The old woman, who was crying again, didn’t reply.
I got on the radio and advised the medic unit what we had. Near as I could tell, Joel was brain-dead. Had been for a month. The doctors couldn’t fix him, and the Christian Scientists were feeding him apples.
The old woman told us they’d hired a nurse but that she’d been called away and this was her first time alone with him. “Mary told me nothing but juice, but I was just so sure he was better, I guess I pushed things. That apple was just mortal mind trying to stop the healing. It was never part of the real Joel. It was the Adam apple.”
“Didn’t come out of there like the Adam apple,” Beebe said. “Came out of there like a cannonball. We should have worn eye protection.”
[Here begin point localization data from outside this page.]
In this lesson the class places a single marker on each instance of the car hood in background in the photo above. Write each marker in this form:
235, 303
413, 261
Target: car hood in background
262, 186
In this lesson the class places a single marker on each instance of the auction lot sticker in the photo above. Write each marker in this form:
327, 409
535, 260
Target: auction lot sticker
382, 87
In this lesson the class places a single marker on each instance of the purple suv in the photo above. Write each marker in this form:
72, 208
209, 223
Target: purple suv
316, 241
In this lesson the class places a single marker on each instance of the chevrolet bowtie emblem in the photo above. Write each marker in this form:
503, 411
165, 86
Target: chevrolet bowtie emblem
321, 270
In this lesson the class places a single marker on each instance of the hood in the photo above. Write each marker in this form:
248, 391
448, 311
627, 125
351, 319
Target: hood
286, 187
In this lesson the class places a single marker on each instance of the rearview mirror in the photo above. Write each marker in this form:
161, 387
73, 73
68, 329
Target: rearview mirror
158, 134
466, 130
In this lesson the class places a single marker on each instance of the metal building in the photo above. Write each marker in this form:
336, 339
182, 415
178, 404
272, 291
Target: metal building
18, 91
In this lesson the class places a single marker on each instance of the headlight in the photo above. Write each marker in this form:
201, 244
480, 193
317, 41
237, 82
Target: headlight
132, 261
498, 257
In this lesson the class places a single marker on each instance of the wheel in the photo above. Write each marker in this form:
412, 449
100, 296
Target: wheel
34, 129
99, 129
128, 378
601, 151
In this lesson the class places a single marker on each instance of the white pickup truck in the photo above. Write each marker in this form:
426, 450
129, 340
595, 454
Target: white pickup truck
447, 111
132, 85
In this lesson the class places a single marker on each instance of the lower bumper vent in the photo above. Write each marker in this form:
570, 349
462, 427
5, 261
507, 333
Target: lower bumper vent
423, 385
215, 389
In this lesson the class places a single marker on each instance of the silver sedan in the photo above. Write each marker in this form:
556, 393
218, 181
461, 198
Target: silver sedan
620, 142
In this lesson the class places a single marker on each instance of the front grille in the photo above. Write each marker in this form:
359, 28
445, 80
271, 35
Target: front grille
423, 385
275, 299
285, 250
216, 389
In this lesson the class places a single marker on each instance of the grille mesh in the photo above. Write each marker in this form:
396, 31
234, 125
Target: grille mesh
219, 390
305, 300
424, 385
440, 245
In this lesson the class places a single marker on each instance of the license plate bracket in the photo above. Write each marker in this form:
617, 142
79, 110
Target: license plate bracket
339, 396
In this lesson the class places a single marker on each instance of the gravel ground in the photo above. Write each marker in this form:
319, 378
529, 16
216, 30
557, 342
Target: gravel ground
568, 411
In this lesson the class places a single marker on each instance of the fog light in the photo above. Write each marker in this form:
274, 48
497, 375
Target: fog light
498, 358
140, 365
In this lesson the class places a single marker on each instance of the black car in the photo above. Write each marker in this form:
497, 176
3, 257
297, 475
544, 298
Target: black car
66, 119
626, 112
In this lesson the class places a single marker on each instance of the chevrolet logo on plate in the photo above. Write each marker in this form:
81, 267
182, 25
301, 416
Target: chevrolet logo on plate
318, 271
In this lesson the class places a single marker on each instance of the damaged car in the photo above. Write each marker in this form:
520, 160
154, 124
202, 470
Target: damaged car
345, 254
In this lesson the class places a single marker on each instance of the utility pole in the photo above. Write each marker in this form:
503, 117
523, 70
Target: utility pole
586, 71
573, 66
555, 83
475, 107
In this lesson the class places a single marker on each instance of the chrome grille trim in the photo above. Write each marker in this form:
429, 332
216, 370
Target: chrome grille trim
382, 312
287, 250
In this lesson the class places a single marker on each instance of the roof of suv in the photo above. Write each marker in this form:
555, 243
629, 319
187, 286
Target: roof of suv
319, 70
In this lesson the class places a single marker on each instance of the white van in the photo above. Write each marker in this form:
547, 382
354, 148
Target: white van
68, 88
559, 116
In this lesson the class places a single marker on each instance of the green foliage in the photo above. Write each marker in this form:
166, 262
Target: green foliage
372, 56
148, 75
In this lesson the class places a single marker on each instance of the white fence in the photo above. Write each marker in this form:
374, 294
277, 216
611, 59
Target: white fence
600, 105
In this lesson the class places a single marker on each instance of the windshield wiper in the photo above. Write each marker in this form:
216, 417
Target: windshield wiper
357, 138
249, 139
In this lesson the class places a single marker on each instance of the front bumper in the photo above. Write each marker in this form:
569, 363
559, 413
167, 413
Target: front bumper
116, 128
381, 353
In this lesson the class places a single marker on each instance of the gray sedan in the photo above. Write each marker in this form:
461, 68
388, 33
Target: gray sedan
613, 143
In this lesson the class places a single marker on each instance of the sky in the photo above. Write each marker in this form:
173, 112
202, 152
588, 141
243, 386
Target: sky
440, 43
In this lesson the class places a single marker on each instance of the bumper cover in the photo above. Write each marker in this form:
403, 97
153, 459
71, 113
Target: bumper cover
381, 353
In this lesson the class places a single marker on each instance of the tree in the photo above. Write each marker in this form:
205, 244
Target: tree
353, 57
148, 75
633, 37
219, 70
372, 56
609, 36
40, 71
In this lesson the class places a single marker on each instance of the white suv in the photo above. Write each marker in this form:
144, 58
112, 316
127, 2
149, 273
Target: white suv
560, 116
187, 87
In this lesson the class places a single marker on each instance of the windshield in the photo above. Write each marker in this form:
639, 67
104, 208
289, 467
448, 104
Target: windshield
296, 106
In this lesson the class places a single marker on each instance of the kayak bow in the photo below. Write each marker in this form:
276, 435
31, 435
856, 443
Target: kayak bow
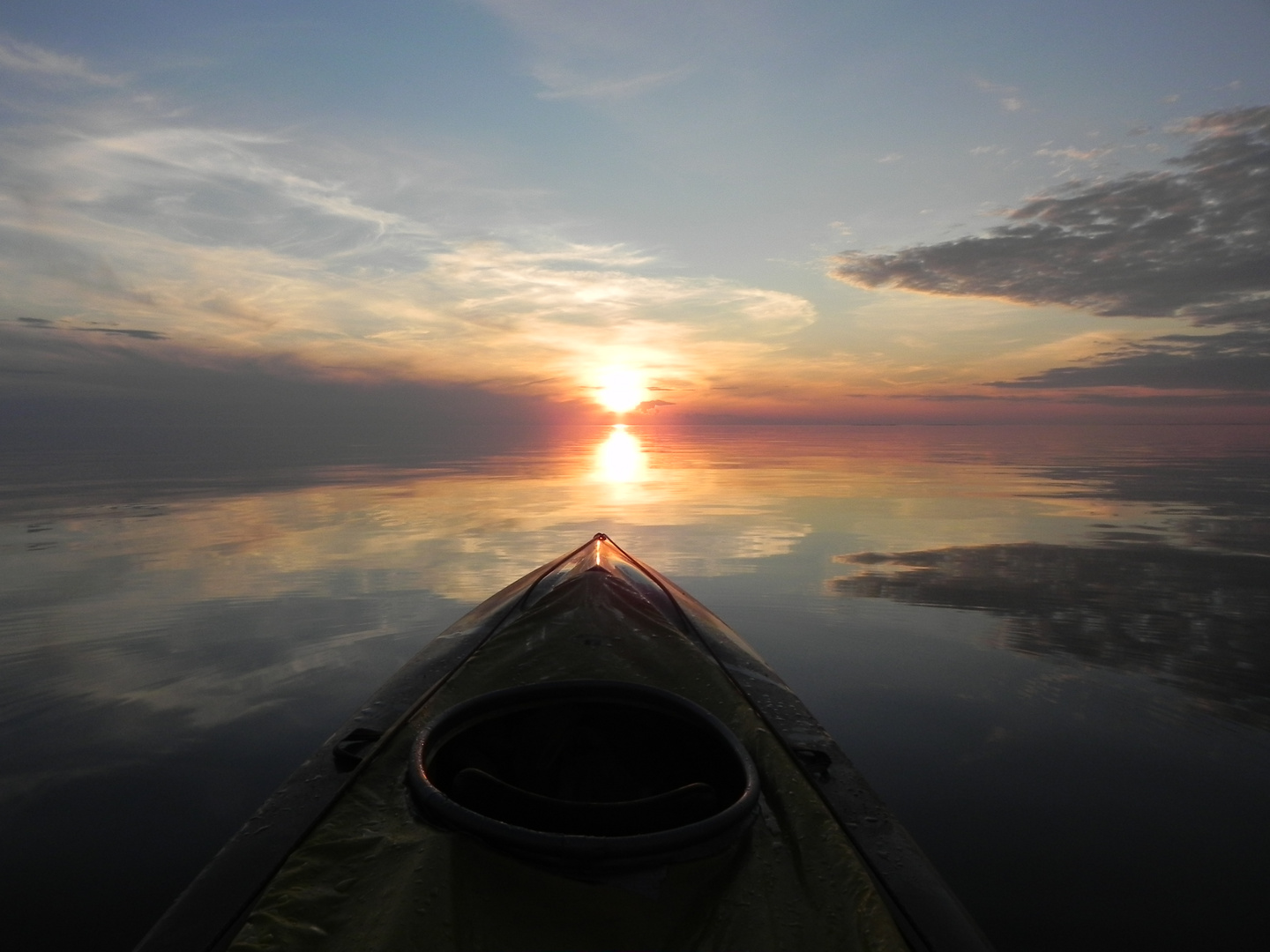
587, 761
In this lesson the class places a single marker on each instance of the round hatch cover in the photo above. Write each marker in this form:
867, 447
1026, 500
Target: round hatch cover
594, 773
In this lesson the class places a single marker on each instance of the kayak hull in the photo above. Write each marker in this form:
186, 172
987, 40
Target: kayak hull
826, 865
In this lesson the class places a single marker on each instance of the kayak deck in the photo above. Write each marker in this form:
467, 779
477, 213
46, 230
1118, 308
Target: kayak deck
823, 866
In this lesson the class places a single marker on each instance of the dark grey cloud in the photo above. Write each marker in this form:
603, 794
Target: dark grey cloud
1189, 242
1237, 361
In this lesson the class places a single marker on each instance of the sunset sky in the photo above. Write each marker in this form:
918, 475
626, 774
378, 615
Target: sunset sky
798, 210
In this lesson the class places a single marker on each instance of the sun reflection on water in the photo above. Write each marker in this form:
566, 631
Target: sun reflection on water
621, 458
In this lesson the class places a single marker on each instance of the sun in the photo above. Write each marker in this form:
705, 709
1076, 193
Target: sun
621, 390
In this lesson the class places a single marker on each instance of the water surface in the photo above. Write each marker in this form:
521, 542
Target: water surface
1047, 648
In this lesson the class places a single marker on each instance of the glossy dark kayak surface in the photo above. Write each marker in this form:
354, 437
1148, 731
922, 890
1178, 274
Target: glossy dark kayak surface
349, 856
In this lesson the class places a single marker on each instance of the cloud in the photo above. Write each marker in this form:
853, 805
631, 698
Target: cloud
155, 233
565, 84
36, 61
1233, 361
1009, 98
1191, 242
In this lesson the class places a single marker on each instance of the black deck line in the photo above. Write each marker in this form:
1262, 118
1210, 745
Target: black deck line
210, 911
927, 911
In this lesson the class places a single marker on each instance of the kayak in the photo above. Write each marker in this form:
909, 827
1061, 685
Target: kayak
588, 761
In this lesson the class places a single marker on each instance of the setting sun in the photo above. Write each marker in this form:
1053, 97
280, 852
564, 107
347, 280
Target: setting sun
621, 390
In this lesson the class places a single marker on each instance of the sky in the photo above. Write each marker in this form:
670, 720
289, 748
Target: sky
854, 211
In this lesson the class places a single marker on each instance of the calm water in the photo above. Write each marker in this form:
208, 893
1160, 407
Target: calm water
1047, 648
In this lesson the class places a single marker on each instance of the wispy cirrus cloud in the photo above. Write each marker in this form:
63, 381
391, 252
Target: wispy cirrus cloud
163, 234
565, 84
37, 63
“The real Joel is the perfect son of God. Always has been and always will be.”
Beebe was hovering over Joel now, begging him to move his hand, a leg, anything. Mary was the godmother of Stan’s youngest child. Stan and Joel were both adherents of minority religions, Joel a Christian Scientist, Stan a Seventh-Day Adventist. I’d kept out of their frequent dialogues on religion, although there was plenty I might have brought to the table.
Beebe couldn’t get a blood pressure, tried twice more, and handed the ears to Karrie. It wasn’t like Stan to fumble a blood pressure, and I could tell he felt bad about it. Tears jeweled the corners of his dark eyes when he handed Karrie the stethoscope.
“Look at his hands,” said Beebe, presenting his own for comparison. Joel’s looked as if they’d been dipped in wax. Beebe’s looked similar, though because of his dark skin, they were a slightly different hue.
“Chapped?” I asked.
“Guess again,” Beebe said.
The medics showed up, looked Joel over, phoned his doctor, and agreed with what we’d already concluded. Joel wasn’t any different this afternoon than he had been yesterday afternoon.
The medics had just driven away and we were putting our aid kits away when the red Pontiac pulled up in the cul-de-sac.
The driver of the Pontiac got out and stalked around the front of the car, her movements looking so much like those of an assassin, I actually caught myself checking to see if she had a gun. When somebody walks toward you that deliberately, you’re usually in some sort of trouble.